The Hindu Editorial
When Jammu and Kashmir Governor S. K. Sinha demits office on Wednesday morning and flies to New Delhi on a government jet, the ground beneath his feet will be ablaze with hate. Sharpening a communal divide, engendering street violence, uniting anti-India secessionists, and precipitating a showdown between the Congress and People’s Democratic Party: these will be remembered as this Governor’s abiding legacies. As is often the case, the hate that threatens to tea r Jammu and Kashmir apart has been engendered in god’s name. General Sinha and his supporters claim to be protecting the religious rights of Hindus. His opponents claim to be defending Islam. Just what is in fact at stake? In May, the State government assigned 39.88 hectares of degraded forest land to the Shri Amarnathji Shrine Board, a regulatory body chaired by the Governor. Islamists claimed this land transfer was part of a larger project to alter J&K’s demographic character — a fear that has stalked the State’s politics since Independence. The critics were, on point of fact, wrong, for no land was actually transferred to the SASB. Government Order 184 gave the SASB permission for “raising pre-fabricated structures only for camping purposes of pilgrims without going in for construction of permanent structures.” It clarified that the “proprietary status of [the] forest land shall remain unchanged.”

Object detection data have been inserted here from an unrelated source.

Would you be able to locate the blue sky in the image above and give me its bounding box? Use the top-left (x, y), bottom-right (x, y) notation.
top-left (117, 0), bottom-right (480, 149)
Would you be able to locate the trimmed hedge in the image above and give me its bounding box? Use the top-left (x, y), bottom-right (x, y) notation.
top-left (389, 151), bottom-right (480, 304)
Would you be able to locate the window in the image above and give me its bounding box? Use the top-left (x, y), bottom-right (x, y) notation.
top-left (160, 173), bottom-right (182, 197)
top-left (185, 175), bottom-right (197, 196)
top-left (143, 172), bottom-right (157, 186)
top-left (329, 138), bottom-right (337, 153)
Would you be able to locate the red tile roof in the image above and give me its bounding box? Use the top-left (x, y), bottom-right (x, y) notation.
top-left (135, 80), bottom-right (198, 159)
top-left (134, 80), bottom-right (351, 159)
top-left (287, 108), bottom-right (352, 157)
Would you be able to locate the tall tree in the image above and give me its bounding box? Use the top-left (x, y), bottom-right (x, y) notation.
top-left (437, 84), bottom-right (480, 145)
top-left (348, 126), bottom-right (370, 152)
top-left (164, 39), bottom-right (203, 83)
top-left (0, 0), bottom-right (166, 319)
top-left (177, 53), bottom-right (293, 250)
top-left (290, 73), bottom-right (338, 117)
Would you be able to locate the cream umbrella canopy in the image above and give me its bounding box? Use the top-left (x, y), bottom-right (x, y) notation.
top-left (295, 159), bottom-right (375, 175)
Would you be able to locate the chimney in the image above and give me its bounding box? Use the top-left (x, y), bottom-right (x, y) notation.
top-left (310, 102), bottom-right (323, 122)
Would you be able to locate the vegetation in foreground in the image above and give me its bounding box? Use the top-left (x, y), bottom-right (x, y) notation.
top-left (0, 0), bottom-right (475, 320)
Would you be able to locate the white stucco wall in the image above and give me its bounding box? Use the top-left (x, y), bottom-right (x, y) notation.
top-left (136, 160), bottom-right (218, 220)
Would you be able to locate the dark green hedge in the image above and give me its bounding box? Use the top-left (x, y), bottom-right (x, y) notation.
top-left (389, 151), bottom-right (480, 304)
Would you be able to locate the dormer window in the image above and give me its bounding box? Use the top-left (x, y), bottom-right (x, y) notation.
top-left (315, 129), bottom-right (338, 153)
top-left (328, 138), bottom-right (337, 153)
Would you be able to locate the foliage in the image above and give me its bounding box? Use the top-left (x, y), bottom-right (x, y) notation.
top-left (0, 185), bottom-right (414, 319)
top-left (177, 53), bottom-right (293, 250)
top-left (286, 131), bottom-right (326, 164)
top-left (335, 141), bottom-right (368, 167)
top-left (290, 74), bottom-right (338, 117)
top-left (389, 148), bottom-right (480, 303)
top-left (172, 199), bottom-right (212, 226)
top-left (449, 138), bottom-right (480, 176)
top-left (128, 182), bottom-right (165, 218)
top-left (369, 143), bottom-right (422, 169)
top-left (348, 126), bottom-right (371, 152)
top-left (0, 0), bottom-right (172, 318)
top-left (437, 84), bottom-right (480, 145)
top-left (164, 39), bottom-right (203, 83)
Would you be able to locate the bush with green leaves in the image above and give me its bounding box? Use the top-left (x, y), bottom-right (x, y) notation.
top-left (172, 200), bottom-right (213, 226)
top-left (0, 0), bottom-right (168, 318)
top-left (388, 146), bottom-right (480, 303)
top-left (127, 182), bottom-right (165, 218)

Instead of putting these facts on the table, the Governor and his principal secretary let loose a barrage of inflammatory polemic that incensed most ordinary Kashmir residents and strengthened the Islamists. Deputy Chief Minister Muzaffar Beig stoked the fires, claiming he had been blackmailed into assenting to the land transfer after the Congress blocked work on a road linking Muslim-majority Kashmir with Muslim-majority Rajouri and Poonch — an absurd charge, since work on what is called the ‘Mughal Route’ has been under way for years. The Congress dispensation failed to speak out against the Governor’s chauvinist stance. No little blame must go the Bharatiya Janata Party, which is threatening to cut food supplies to the Kashmir valley. While it rails against subsidies to Muslim religious institutions, it sees nothing wrong in committing public land — and over 40,000 police and paramilitary personnel diverted from counter-terrorism duties — to facilitate a Hindu pilgrimage. As things stand, all of these forces reckon they have profited from the politics of hate. Islamists have found a cause that can be used to sharpen hatred; so too have Hindutva forces. New Delhi must now work to strengthen voices of sanity in the beleaguered State before the October Assembly elections.